Keep an eye on our real-time updates on Nevada’s progress by checking back to our blog, signing up for our email updates at the bottom of this page, and/or following us on Twitter @edchoice.
The North Carolina Supreme Court upheld the constitutionality of the state’s Opportunity Scholarship program in July 2015. The educational freedom of the more than 1,900 low-income families using the school voucher program is now secure. The average voucher value is projected to be $4,018 for 2015–16 participants. Learn more about the details of the legal battle for North Carolina’s school vouchers by reading this article.
Gov. Asa Hutchinson made Arkansas the 25th state to create a school choice program when he enacted the Arkansas Succeed Scholarship Program in April 2015. This program, the 52nd in the nation, was created especially to help students with special needs access the educational options that best fit their needs. It will be available for families to use beginning in 2016. Only 13 percent of students statewide are eligible to participate in the program. To learn more about eligibility, funding, regulations, and more, check out our Arkansas Succeed Scholarship Program page here.
Gov. Phil Bryant signed Mississippi’s new ESA program into law in April 2015, bringing to life the nation’s 54th school choice program and third ESA. In the short time since its launch, 275 students have already participated in the program, which has an annual award value of $6,500. Students with an Individualized Education Plan (IEP) are eligible to participate in the program, which allows parents to direct educational dollars in a customized way. Find out more about this program here, and hear from one of the families behind the fight for educational freedom in Mississippi here.
In a nearly unanimous decision in March 2015, the Alabama Supreme Court overturned the decision of a lower court that would have terminated the state’s two school choice programs, both of which are part of the Alabama Accountability Act of 2013. Though only about 3 percent of Alabama families are eligible to participate in the refundable tax credit program and only a few thousand children participate in the tax-credit scholarship program—this court decision clears and secures a path for more expansive educational choice in the state. Roll tide!

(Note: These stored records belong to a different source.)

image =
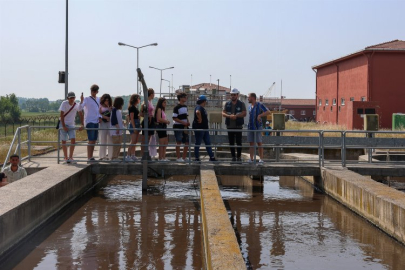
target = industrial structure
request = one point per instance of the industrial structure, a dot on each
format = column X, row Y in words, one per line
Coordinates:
column 369, row 81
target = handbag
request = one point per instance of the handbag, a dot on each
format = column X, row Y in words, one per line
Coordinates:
column 58, row 124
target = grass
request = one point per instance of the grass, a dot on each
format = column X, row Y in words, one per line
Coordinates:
column 47, row 135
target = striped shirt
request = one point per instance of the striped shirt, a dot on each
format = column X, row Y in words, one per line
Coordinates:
column 254, row 112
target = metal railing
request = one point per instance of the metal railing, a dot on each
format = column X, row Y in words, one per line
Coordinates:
column 319, row 140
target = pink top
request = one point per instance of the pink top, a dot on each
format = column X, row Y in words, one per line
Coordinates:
column 151, row 108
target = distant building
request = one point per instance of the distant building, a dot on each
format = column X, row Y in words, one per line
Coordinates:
column 369, row 81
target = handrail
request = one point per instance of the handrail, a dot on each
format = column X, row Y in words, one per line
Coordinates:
column 323, row 142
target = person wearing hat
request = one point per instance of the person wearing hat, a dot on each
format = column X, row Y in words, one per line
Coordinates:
column 201, row 122
column 68, row 110
column 234, row 113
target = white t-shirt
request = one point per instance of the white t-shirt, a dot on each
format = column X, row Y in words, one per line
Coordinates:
column 91, row 110
column 70, row 118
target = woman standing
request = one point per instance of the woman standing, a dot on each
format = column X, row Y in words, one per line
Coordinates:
column 116, row 126
column 105, row 138
column 134, row 126
column 151, row 121
column 162, row 123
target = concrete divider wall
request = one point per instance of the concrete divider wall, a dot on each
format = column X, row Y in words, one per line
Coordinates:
column 220, row 244
column 378, row 203
column 29, row 202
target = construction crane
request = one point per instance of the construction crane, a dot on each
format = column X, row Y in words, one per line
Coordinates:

In spite of the thousands of pre-applications submitted for Nevada’s ESA, the American Civil Liberties Union of Nevada (ACLUNV) filed a lawsuit against the program in August. ACLUNV filed the lawsuit citing that the ESA may allow parents to use state funding for a “sectarian purpose,” which they say would violate the state’s Blaine amendment. In October, we filed an amicus brief in support of the state of Nevada.
The second case, Lopez v. Schwartz, has been brought against the program by a group called Educate Nevada Now!, a partner organization of the Education Law Center from New Jersey. This lawsuit is more complex, as it concerns Nevada’s education funding formula.
As of December 2015, parents have submitted 4,100 pre-applications for the state’s ESAs. To stay up to date on the litigation threatening so many Nevada families, check back to our blog, sign up for our email updates at the bottom of this page, and follow us on Twitter @edchoice.
The Colorado Supreme Court ruled the Douglas County Choice Scholarship Pilot Program unconstitutional in June 2015. The decision was certainly not in the best interest of Douglas County students; however, it has set in motion a landmark case. Douglas County leaders filed a writ of certiorati in November, which is the first step in taking the Douglas County school voucher case to the Supreme Court of the United States. Since then, nine amicus briefs, including ours, have been filed in support of Douglas County’s pilot voucher program. If the Supreme Court takes the case, the ruling could potentially affect Blaine amendments in 37 states. Learn more about this case on our blog here, and get real-time updates by following us on Twitter @edchoice.
3. Montana’s governor vetoed a special needs ESA.
Gov. Steve Bullock of Montana vetoed a bill that would have created an ESA program for students with special needs in May 2015. The governor cited several objections to the bill, but generally concluded that ESAs for students with special needs is “simply not good policy.” The program would have made children identified under the Individuals with Disabilities Education Act (IDEA), foster children, and children of active duty military members or military members killed in the line of duty eligible for more flexible educational options. To learn more, read our rundown of the bill.
In Montana’s favor, last spring the state enacted a universal tax-credit scholarship program, which is the good news. Montana was the 27th state to join the school choice family, enacting the nation’s 55th program. The program has universal eligibility, but some regulations limit how much people can donate to scholarship granting organizations. The bad news is, in December, the Montana Department of Revenue adopted program rules that exclude religious schools from accepting the tax-credit scholarship funds.
Virginia’s Lt. Gov. Ralph Northham voted “no” to break an 18-18 tie in the vote for a new ESA program that would benefit students with special needs in February 2015. The program could have allowed for flexible educational options for students with special needs.